The fundamental problem is that once your break/compartmentalize into layers it's harder apply global optimizations at local layers. You are trading off ease of implementation and compositionality for performance. You have to bubble up optimizations up the stack.
This is partly why QUIC is based on UDP instead TCP. You don't have all the information needed at the TCP layer to do the kind of optimizations that QUIC does.
This lack of "global optimization" I think is something that should be solved by a new protocol stack. (If it could be done without replacing the whole stack i'd be in favor of it, but I have no idea how)
Say you have a backend tcp http REST app that takes requests to modify a widget. To receive the request, the payload will pass over a series of networks and protocols, all with potentially different restrictions and modifications, until it gets to a load balancer, and then maybe a service mesh router, to a network service listening on the node of some container orchestrator, and finally read by the backend app.
All of the layers will have been replaced numerous times, and possibly the actual data payload modified. But the only thing your backend app knows is the final state. And then, somewhere along the way, there is an error. It could have happened anywhere along the chain, for who knows why. But you and the app server won't know when or where or why the error happened because none of the information about the changing layers (or network operations along the way) is carried along.

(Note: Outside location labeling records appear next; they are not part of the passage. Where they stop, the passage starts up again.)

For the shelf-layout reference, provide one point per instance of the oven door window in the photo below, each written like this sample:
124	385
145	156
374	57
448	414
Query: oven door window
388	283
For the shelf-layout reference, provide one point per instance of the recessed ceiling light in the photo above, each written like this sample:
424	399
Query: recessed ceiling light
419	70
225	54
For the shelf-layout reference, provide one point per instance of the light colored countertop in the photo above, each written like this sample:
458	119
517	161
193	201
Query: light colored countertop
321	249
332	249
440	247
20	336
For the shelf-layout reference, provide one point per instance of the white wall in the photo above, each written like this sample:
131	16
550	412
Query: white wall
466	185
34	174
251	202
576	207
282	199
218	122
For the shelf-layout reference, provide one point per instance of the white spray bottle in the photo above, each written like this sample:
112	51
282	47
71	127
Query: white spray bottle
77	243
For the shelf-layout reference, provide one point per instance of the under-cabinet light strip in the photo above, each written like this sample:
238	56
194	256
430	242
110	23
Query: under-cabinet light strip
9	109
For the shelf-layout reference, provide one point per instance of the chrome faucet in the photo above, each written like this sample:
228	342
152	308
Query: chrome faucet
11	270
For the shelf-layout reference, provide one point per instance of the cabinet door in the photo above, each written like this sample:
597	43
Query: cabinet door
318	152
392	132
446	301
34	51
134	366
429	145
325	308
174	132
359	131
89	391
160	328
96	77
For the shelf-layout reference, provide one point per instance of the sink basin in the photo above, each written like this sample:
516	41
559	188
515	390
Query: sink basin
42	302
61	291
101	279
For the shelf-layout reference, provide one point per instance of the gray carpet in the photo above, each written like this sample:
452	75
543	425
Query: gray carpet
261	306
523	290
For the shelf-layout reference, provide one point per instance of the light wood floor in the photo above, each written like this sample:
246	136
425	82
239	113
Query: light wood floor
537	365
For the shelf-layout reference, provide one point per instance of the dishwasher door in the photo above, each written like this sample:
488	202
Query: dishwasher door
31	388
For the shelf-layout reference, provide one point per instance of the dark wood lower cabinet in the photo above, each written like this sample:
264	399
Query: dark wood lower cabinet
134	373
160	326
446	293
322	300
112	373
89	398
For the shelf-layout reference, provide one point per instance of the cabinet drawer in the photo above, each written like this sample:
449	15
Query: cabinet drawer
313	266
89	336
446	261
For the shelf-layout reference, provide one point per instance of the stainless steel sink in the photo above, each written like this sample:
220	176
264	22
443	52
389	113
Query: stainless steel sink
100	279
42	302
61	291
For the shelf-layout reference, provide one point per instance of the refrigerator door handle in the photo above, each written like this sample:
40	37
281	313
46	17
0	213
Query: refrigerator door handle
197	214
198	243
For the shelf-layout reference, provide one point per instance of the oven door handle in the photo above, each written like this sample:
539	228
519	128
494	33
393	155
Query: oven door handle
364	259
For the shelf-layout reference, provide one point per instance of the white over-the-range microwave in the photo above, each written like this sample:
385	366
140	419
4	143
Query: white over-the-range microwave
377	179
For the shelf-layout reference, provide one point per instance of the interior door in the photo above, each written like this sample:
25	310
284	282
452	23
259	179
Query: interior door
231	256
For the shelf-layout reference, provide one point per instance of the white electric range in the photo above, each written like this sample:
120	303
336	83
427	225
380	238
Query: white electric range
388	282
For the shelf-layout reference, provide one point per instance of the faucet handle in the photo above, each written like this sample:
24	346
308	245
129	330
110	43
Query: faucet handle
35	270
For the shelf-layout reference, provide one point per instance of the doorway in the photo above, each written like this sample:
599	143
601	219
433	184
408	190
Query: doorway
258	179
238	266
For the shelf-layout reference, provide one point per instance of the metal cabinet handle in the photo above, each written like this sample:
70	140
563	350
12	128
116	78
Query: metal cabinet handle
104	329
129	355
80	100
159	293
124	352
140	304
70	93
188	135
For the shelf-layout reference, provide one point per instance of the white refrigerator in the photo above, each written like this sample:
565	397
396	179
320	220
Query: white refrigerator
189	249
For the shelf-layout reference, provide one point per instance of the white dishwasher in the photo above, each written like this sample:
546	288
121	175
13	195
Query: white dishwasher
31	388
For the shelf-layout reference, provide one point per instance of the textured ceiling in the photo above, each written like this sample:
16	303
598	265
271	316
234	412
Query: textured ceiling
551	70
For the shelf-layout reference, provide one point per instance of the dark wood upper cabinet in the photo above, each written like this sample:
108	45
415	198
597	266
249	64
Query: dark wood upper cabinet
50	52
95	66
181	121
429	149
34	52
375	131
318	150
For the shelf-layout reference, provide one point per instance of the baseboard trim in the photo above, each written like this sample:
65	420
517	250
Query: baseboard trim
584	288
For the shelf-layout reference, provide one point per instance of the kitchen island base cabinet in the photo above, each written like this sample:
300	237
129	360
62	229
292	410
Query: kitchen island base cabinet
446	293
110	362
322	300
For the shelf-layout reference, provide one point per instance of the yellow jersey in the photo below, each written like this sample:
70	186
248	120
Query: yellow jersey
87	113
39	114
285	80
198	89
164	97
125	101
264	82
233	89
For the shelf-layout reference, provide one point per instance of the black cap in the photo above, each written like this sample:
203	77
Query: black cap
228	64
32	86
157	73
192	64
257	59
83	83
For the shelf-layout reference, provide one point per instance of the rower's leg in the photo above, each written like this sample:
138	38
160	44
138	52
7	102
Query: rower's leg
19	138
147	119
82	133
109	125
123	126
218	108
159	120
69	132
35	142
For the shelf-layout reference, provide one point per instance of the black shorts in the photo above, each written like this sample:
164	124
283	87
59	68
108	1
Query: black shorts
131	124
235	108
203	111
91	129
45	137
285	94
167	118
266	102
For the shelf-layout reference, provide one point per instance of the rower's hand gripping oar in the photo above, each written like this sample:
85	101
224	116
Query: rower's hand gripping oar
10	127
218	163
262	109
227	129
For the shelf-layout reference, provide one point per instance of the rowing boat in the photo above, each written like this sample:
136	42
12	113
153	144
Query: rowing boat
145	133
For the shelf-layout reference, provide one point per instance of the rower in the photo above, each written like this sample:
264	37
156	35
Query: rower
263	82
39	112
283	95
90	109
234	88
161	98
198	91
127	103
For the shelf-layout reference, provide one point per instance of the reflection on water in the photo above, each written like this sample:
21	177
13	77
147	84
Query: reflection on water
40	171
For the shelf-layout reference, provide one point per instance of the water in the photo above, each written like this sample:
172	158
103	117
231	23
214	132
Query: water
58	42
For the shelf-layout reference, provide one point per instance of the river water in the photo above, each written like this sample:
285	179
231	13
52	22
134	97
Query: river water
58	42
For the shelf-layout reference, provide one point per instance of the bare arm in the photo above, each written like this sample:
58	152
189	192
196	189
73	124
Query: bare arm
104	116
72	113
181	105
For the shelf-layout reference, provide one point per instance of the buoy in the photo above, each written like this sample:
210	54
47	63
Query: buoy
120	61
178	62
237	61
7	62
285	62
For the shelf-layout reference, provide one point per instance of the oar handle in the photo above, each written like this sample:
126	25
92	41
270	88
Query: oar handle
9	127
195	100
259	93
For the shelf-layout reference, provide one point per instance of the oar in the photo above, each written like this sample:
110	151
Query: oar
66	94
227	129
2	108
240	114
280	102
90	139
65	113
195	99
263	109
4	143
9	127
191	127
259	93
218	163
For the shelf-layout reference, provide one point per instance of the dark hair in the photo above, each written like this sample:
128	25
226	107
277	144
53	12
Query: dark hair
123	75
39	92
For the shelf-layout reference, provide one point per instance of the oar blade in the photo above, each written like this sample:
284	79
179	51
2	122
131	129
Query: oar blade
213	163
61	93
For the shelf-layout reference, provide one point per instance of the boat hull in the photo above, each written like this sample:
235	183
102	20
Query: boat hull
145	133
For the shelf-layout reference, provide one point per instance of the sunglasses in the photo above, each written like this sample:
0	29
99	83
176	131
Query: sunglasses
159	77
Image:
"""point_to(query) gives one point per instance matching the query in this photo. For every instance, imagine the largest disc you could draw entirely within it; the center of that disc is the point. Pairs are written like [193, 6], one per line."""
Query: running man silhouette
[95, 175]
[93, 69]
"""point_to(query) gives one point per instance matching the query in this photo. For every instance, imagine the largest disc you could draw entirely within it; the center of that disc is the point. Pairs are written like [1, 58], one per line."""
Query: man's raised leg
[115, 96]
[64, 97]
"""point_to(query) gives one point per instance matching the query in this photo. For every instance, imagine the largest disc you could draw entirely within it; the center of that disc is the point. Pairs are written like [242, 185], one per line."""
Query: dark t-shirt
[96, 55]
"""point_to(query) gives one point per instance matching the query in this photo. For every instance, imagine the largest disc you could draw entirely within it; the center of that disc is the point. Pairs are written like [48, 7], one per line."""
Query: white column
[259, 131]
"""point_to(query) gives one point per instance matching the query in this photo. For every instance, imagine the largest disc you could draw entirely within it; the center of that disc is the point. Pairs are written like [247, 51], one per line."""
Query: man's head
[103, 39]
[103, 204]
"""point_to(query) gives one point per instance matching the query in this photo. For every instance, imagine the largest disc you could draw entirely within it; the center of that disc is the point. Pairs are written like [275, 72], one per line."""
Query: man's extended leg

If the entire stack were not actually a stack, but instead a kind of commit log of transactions and instructions, we could see every single step in a transaction (ideally verified by cryptographic checksum). This would make it faster to diagnose problems and allow automation to work around known issues - in addition to making it harder for attackers to mess with traffic. In the simplest examples it would look like a stack, but for more complex paths it would look like a log. We could also potentially use this method to do away with service meshes.
Sounds a bit to me like that would necessitate describing your internal network to every outside server or client it trades requests with, unless your routers become much more sophisticated.
I cannot imagine that would ever be acceptable for most companies.
This is partly why QUIC is based on UDP instead TCP. You don't have all the information needed at the TCP layer to do the kind of optimizations that QUIC does.